Passageiros nos aviões, pressionados pelas aeromoças, jamais viajam sem atar cintos de segurança, E muitos questionam o porquê desta exigência, pois seu (limitado) raciocínio só imagina o avião despencando com reduzidas chances de sobrevivência.
Sequer consideram outras hipóteses como turbulências que podem, conforme a intensidade, jogar sua cabeça contra o teto. Ou protegê-los no impacto de um pouso forçado.
Passageiros de ônibus não afivelam cintos. Apesar de a mesma lei que os exige nos automóveis valer também para ônibus rodoviários. Mas eles não levam “rodomoça” a bordo, nem o passageiro tem consciência da importância de seu uso.
País da “lei que não pega”
Em viagens de longa distância, algumas empresas instruem seus motoristas para, antes de assumir o volante, dirigirem-se aos passageiros com uma breve mensagem que inclui a recomendação para atarem os cintos. E relatam que alguns seguem a sugestão no momento, mas logo depois o desafivelam. Quase ninguém respeita a legislação, mais uma das dezenas de um país com “lei que não pega”.
Há alguns anos, meu filho embarcou num ônibus (lotado) da Viação Cometa em Belo Horizonte para uma viagem noturna até o Rio de Janeiro. Quando o motorista entrou, ele teve a “ousadia” de reclamar que o cinto de sua poltrona não funcionava e que ele se recusava a viajar naquelas condições.
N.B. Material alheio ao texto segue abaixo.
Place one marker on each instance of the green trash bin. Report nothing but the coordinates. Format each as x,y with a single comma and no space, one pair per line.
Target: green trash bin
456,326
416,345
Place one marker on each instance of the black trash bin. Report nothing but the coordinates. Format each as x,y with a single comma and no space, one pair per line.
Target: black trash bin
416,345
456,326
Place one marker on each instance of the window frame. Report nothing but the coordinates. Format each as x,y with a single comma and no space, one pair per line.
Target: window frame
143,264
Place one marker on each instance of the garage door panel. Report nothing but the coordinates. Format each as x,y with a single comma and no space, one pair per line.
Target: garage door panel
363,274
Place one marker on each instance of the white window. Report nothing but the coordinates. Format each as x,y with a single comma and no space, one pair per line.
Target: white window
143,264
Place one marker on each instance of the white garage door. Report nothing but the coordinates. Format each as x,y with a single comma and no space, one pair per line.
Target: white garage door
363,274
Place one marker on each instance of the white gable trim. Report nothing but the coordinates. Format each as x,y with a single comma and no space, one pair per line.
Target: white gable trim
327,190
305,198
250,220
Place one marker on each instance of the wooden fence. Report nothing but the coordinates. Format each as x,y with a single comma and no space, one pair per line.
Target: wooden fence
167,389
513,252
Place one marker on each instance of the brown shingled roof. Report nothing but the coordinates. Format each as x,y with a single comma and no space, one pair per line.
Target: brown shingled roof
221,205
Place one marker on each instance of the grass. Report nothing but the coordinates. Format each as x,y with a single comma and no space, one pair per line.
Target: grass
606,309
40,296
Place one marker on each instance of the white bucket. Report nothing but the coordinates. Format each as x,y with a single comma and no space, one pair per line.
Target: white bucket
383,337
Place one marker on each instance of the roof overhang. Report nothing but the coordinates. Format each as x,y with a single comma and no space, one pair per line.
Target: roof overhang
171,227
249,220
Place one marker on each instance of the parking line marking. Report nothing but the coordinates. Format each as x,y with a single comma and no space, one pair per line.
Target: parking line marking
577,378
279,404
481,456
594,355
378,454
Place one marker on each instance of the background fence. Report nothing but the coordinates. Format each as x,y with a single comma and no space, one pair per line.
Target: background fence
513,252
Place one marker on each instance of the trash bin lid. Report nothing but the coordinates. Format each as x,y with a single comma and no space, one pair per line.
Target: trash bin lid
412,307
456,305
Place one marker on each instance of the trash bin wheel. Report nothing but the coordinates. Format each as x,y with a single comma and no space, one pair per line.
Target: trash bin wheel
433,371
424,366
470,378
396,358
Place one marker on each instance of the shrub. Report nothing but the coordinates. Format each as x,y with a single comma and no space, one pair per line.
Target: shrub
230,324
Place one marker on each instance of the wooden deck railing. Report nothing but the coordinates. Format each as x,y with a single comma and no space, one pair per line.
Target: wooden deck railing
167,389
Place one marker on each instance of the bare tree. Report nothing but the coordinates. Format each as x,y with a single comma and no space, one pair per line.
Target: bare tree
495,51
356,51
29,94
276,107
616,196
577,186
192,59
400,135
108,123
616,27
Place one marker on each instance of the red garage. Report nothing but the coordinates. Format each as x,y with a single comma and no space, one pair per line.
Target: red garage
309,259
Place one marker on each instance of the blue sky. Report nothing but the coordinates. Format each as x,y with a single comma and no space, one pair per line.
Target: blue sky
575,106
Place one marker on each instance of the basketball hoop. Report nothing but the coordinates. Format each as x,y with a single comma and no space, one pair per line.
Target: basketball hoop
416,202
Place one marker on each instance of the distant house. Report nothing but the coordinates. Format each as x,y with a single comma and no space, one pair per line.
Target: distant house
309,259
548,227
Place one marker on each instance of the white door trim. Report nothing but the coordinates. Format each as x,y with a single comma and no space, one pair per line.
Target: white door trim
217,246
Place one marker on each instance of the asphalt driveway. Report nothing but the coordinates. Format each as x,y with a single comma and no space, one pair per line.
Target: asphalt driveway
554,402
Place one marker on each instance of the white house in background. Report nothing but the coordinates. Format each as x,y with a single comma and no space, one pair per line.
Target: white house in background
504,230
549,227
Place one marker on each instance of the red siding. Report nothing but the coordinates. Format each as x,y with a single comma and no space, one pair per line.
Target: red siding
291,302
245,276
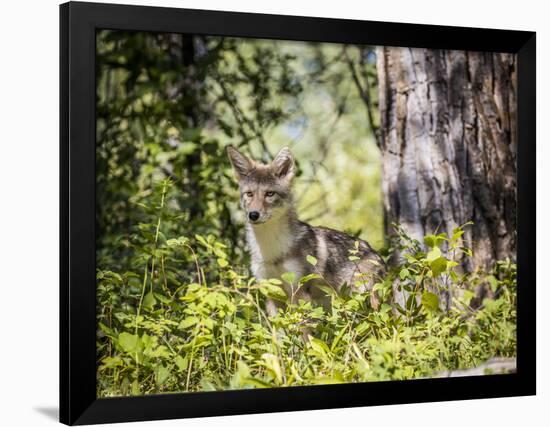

O motorista, perplexo diante desta “descabida” exigência, sugeriu inicialmente que ele registrasse uma queixa no livro de reclamações…
Tentou depois — inutilmente — reparar o dispositivo de segurança. Solicitou então — imagine — que algum dos passageiros revoltados com o imbróglio e aflitos para que se iniciasse a viagem, trocasse de lugar com ele.
Muito a contragosto, ele acabou levando o ônibus — com os passageiros — para a garage da Cometa antes de pegar a estrada. Sob vaias da grande maioria e palmas de uma pequena minoria.
Nem o mecânico foi capaz de resolver o problema e a única alternativa foi substituir o ônibus. Meu filho não teve dúvida, pelo andar da carruagem, de que a do cinto defeituoso voltou para a estação rodoviária onde cumpriria outro roteiro.
Ao final da viagem, um dos passageiros irritados com o atraso passa por ele e pergunta sem esperar pela resposta: “Você quer consertar o mundo?”
Fiscalização nas rodovias?
No início deste mês, ônibus da Viação Gontijo ligando uma cidade do estado de São Paulo a uma da Bahía, escorregou na pista molhada e caiu numa ribanceira de 150 metros. Dos 52 passageiros, mais de 40 se feriram e quatro morreram.
O motorista justificou “por uma poça de água na pista pois chovia muito, o que fez o ônibus deslizar e sair da estrada”.
Ou seja, foi a conhecida (não por ele…) aquaplanagem, quando os pneus perdem o contato com o asfalto e se torna impossível qualquer manobra ao volante. Mas este fenômeno só ocorre em velocidade incompatível com as condições da estrada, revelando imprudência ao volante. Verificou-se também que o ônibus tinha oito notificações de infrações, cinco por excesso de velocidade.
Quanto à fiscalização, a Viação Gontijo, consultada, diz que registrou um ligeiro acréscimo na utilização dos cintos recentemente, mas que não se recorda de nenhuma multa por este motivo nos últimos oito anos.
Acidente, só com os outros…
Entretanto, estivessem os cintos afivelados, como num avião, quantas vidas teriam sido salvas e quantos feridos escapado ilesos?
Beira o ridículo o grande número de casos conhecidos de, num simples tombamento, ferimentos graves e óbitos inexistentes para quem estava com o cinto de segurança atado.
O Brasil ainda é o país em que, infelizmente, estão todos certos de que acidente só acontece com os outros. Essa é a nossa cultura e nada se faz para colocá-la nos eixos.
Jamais vi uma campanha do governo incentivando o uso dos cintos nos ônibus. Nem no banco traseiro dos automóveis, onde ainda é reduzido o número de passageiros que o afivelam.
Em cidades do interior onde a fiscalização é mais precária, o cinto de segurança não é utilizado sequer nos bancos dianteiros. E ainda têm os ignorantes que alegam não utilizá-lo porque a lei exige as bolsas infláveis, “suficientes para proteger motorista e passageiro”.
Eu também “não quero consertar o mundo”, mas apelar para que a consciência do cidadão e a ação educativa do governo tentem pelo menos evitar mortes pelo uso do cinto nesta carnificina que ainda impera em ruas e rodovias brasileiras.
BF
A coluna “Opinião de Boris Feldman” é de exclusiva responsabilidade do seu autor.